Я использую программу Caliber для преобразования PDF-файла в EPUB-файл, но результаты довольно грязные и нечитаемые.По правде говоря, файл EPUB - это просто набор файлов HTML, и результат преобразования является грязным, потому что Caliber интерпретирует каждую строку файла PDF как элемент
, что создает множество уродливых разрывов строк в файле EPUB.
Поскольку EPUB на самом деле представляет собой набор файлов HTML, его можно проанализировать с помощью Beautiful Soup.Однако программа, которую я написал, чтобы искать элементы с классом «calibre1» (обычный абзац) и объединять их в отдельные элементы (чтобы не было уродливых разрывов строк), не работает, и я не могу понять, почему.
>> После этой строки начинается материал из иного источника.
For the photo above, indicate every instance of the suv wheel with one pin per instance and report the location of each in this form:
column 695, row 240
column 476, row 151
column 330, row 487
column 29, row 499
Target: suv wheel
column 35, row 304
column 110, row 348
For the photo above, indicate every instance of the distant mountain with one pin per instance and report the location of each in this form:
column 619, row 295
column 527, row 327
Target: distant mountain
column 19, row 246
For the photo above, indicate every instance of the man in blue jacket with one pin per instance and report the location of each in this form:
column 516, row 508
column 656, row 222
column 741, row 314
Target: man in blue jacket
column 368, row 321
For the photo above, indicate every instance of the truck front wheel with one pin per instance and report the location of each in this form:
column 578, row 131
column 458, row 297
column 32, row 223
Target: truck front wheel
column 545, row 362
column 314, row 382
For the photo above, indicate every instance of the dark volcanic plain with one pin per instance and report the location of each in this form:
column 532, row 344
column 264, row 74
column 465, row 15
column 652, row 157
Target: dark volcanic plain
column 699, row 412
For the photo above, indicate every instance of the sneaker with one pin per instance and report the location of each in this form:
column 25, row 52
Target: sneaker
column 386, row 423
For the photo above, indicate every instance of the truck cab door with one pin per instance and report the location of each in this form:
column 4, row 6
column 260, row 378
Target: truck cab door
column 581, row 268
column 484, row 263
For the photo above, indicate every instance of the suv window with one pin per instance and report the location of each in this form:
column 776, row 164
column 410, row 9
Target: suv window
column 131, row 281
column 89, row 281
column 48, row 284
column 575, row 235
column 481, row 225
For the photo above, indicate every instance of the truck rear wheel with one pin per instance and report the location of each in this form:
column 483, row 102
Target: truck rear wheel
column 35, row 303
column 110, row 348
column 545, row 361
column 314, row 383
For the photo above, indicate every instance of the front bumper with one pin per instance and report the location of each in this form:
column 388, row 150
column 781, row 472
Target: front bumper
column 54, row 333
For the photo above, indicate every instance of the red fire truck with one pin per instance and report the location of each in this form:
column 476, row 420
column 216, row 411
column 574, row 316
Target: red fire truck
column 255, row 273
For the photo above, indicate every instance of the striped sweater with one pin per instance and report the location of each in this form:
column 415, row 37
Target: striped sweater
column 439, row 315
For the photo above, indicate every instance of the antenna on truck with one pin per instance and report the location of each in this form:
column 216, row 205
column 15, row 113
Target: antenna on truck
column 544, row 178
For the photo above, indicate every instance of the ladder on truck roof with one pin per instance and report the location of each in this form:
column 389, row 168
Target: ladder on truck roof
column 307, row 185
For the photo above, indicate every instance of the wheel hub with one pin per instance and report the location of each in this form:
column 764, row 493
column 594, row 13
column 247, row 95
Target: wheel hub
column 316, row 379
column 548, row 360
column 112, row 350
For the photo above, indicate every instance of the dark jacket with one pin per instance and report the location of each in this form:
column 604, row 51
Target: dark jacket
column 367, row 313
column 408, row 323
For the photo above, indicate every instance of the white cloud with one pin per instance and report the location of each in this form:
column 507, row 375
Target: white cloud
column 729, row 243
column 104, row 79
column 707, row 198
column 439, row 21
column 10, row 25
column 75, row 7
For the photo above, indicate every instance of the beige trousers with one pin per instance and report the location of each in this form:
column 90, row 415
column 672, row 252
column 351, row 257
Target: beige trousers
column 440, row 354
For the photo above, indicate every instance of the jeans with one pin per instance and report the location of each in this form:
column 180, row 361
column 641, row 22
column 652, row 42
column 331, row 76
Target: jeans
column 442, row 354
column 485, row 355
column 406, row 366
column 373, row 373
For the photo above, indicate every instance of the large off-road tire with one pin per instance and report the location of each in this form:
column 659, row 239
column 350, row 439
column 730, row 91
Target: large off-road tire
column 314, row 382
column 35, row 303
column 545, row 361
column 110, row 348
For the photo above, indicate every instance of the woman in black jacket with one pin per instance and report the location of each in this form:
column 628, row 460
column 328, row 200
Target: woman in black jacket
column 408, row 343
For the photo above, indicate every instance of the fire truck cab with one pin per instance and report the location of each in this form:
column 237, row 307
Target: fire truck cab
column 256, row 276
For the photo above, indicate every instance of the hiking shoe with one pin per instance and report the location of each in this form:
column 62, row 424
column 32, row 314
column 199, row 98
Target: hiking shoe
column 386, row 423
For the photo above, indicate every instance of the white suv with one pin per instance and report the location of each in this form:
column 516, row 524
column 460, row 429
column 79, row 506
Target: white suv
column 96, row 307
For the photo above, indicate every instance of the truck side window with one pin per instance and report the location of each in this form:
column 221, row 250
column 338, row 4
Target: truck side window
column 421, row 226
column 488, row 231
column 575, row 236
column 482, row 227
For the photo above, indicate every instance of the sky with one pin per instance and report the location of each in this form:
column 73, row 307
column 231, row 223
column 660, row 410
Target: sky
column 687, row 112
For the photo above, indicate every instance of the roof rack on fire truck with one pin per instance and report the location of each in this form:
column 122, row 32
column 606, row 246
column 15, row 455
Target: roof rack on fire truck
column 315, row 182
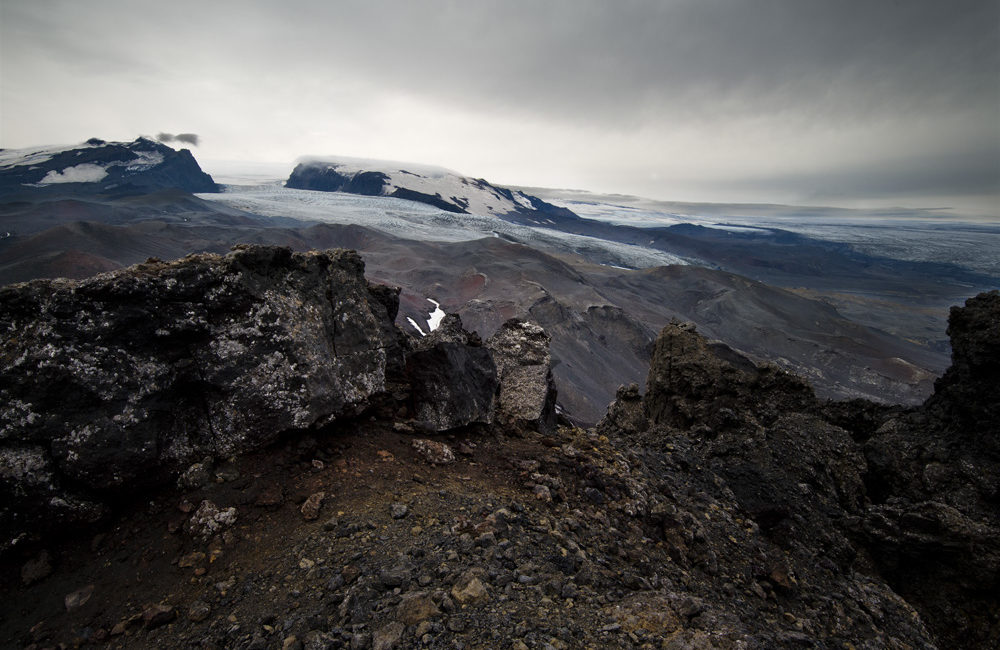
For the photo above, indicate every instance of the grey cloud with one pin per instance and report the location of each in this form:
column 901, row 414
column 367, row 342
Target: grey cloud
column 704, row 69
column 189, row 138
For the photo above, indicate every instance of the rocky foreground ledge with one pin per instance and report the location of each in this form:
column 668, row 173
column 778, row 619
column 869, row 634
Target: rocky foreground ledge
column 117, row 384
column 726, row 507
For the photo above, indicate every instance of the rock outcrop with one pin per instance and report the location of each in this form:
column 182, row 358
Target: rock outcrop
column 850, row 494
column 133, row 379
column 453, row 378
column 527, row 397
column 120, row 381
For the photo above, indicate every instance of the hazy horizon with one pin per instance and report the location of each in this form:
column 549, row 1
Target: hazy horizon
column 801, row 102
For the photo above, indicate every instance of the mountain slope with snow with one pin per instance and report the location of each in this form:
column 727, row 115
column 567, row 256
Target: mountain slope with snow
column 99, row 167
column 436, row 186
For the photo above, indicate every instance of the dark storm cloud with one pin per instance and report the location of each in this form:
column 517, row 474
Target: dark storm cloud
column 880, row 96
column 617, row 62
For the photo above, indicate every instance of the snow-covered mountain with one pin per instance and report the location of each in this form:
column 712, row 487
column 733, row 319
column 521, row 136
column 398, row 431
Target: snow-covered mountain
column 96, row 166
column 436, row 186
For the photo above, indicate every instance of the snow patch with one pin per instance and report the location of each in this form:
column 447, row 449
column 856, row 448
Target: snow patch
column 436, row 316
column 145, row 160
column 82, row 173
column 415, row 326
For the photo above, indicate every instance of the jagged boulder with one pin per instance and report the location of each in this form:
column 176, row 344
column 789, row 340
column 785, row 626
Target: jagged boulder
column 934, row 480
column 453, row 378
column 907, row 497
column 120, row 381
column 527, row 395
column 693, row 381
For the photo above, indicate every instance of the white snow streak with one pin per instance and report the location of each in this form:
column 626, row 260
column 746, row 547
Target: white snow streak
column 436, row 316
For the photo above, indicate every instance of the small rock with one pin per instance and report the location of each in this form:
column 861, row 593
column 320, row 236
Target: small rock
column 435, row 453
column 469, row 589
column 310, row 509
column 350, row 573
column 272, row 495
column 194, row 477
column 36, row 569
column 199, row 611
column 542, row 493
column 79, row 597
column 191, row 559
column 394, row 577
column 208, row 520
column 387, row 637
column 415, row 608
column 156, row 615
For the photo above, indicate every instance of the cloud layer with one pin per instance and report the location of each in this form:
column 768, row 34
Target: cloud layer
column 686, row 99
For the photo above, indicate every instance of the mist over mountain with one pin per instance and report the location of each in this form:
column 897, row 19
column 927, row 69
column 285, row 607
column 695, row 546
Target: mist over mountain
column 460, row 339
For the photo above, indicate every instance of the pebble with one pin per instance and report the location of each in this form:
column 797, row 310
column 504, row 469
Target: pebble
column 198, row 611
column 469, row 589
column 435, row 453
column 311, row 507
column 158, row 615
column 415, row 608
column 191, row 559
column 79, row 597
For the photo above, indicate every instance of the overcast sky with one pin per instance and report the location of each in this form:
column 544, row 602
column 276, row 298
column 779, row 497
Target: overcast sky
column 838, row 102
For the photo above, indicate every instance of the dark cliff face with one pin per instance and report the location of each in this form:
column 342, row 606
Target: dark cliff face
column 118, row 382
column 113, row 385
column 905, row 497
column 327, row 179
column 99, row 167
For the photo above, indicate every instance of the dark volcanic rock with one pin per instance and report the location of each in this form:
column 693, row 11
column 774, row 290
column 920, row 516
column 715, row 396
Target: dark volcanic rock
column 123, row 380
column 527, row 395
column 453, row 378
column 934, row 478
column 97, row 166
column 896, row 504
column 694, row 381
column 307, row 176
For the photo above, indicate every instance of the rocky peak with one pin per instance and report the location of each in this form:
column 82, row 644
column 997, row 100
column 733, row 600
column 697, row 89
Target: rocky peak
column 693, row 381
column 99, row 167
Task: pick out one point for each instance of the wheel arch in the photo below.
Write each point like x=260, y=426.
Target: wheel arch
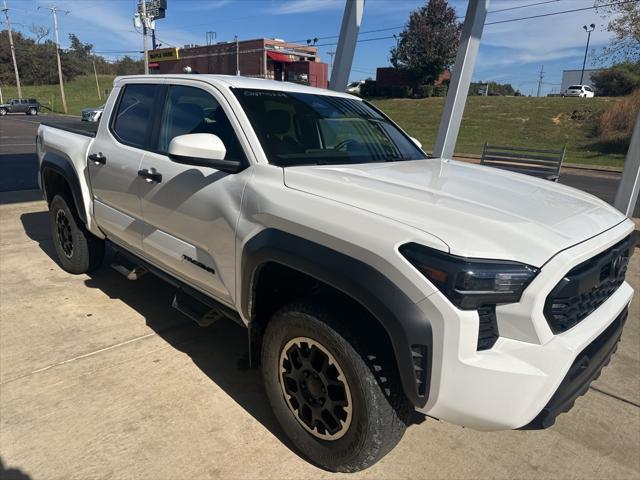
x=58, y=176
x=405, y=326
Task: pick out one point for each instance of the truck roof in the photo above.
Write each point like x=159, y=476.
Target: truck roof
x=234, y=81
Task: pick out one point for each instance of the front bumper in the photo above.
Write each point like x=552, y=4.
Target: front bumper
x=511, y=384
x=585, y=368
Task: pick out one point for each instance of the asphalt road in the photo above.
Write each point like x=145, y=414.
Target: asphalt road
x=18, y=162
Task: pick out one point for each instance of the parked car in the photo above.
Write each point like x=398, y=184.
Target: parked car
x=91, y=114
x=29, y=106
x=371, y=280
x=579, y=91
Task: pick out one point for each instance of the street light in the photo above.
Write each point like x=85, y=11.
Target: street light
x=588, y=29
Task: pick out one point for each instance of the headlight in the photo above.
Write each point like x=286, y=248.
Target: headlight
x=470, y=282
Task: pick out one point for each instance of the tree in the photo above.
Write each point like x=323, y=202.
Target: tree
x=617, y=80
x=502, y=89
x=429, y=42
x=624, y=23
x=40, y=31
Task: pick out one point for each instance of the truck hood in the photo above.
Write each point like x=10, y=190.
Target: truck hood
x=477, y=211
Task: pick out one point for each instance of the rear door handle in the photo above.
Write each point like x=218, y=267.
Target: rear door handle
x=150, y=175
x=98, y=158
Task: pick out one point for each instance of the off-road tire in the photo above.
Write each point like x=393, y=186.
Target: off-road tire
x=81, y=251
x=379, y=408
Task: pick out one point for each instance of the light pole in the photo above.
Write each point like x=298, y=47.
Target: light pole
x=588, y=29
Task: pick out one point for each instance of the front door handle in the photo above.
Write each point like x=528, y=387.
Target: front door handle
x=98, y=158
x=150, y=175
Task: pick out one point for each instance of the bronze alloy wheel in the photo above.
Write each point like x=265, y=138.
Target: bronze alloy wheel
x=315, y=388
x=65, y=239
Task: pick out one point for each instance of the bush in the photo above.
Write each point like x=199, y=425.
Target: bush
x=440, y=91
x=368, y=89
x=619, y=80
x=423, y=91
x=616, y=124
x=383, y=92
x=400, y=91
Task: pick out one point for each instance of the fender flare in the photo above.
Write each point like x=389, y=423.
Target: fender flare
x=403, y=321
x=63, y=167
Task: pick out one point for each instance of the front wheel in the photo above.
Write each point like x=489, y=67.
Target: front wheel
x=326, y=397
x=78, y=250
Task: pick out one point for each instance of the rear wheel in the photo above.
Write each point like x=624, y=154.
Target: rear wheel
x=323, y=392
x=78, y=250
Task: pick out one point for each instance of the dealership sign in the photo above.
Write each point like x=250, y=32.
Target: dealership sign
x=163, y=54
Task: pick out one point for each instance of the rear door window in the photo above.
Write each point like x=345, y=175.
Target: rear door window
x=133, y=120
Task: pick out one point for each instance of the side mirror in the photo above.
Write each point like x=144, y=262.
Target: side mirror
x=202, y=150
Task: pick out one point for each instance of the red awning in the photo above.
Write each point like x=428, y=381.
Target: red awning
x=279, y=57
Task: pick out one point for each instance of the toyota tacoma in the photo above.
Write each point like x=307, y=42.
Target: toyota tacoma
x=372, y=280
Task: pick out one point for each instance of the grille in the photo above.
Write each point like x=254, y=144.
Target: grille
x=587, y=286
x=488, y=332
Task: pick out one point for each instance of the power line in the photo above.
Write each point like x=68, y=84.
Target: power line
x=564, y=11
x=522, y=6
x=489, y=23
x=403, y=26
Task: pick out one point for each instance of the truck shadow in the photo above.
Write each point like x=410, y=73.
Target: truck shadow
x=219, y=351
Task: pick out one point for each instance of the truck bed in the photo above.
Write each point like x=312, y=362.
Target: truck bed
x=74, y=125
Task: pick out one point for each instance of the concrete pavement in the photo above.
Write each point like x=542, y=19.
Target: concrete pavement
x=100, y=378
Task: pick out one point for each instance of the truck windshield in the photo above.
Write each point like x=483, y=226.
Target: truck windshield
x=303, y=129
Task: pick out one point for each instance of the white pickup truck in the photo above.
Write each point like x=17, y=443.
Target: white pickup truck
x=372, y=280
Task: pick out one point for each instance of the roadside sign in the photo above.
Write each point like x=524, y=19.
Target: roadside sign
x=163, y=54
x=155, y=8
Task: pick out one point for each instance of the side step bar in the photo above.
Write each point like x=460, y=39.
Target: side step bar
x=197, y=311
x=201, y=308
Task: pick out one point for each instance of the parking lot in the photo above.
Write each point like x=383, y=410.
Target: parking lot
x=100, y=378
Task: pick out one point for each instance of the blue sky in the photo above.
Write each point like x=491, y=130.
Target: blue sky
x=510, y=52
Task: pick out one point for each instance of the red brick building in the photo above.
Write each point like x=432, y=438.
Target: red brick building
x=263, y=58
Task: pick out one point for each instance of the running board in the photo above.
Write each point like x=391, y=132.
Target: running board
x=197, y=311
x=131, y=273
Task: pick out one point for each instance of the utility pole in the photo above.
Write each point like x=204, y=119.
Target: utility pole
x=331, y=54
x=540, y=80
x=95, y=73
x=589, y=29
x=54, y=11
x=237, y=57
x=144, y=37
x=13, y=50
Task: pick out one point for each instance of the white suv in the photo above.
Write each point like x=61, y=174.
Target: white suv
x=579, y=91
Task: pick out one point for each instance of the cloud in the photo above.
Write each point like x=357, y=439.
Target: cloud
x=304, y=6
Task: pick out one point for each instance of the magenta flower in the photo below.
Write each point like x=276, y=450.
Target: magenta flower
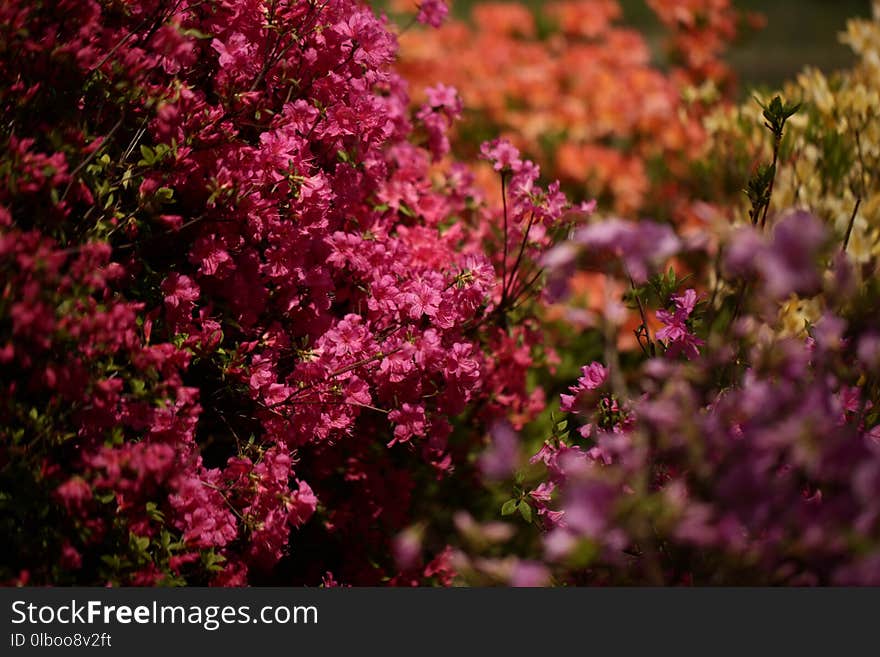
x=675, y=332
x=432, y=12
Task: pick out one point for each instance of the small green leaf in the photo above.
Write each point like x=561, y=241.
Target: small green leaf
x=509, y=507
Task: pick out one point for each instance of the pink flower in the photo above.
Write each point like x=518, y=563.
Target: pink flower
x=675, y=333
x=432, y=12
x=502, y=154
x=410, y=421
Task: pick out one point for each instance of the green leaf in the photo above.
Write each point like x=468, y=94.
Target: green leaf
x=509, y=507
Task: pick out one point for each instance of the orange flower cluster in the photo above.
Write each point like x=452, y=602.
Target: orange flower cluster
x=578, y=91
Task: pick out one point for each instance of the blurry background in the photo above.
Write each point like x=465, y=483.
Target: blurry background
x=798, y=33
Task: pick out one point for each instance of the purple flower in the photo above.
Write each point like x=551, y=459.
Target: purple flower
x=675, y=333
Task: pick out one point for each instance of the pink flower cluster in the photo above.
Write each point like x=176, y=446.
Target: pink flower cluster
x=243, y=305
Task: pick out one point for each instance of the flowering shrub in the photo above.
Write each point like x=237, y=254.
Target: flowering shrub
x=241, y=307
x=744, y=444
x=571, y=85
x=258, y=323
Может ли Beautiful Soup справиться с тем, что я пытаюсь сделать?
import os
from bs4 import BeautifulSoup
path = "C:\\Users\\Eunice\\Desktop\\eBook"
for pathname, directorynames, filenames in os.walk(path):
# Get all HTML files in the target directory
for file_name in filenames:
# Open each HTML file, which is encoded using the "Latin1" encoding scheme
with open(pathname + "\\" + file_name, 'r', encoding="Latin1") as file:
# Create a list, which we will write our new HTML tags to later
html_elem_list: list = []
# Create a BS4 object
soup = BeautifulSoup(file, 'html.parser')
# Create a list of all BS4 elements, which we will traverse in the proceeding loop
html_elements = [x for x in soup.find_all()]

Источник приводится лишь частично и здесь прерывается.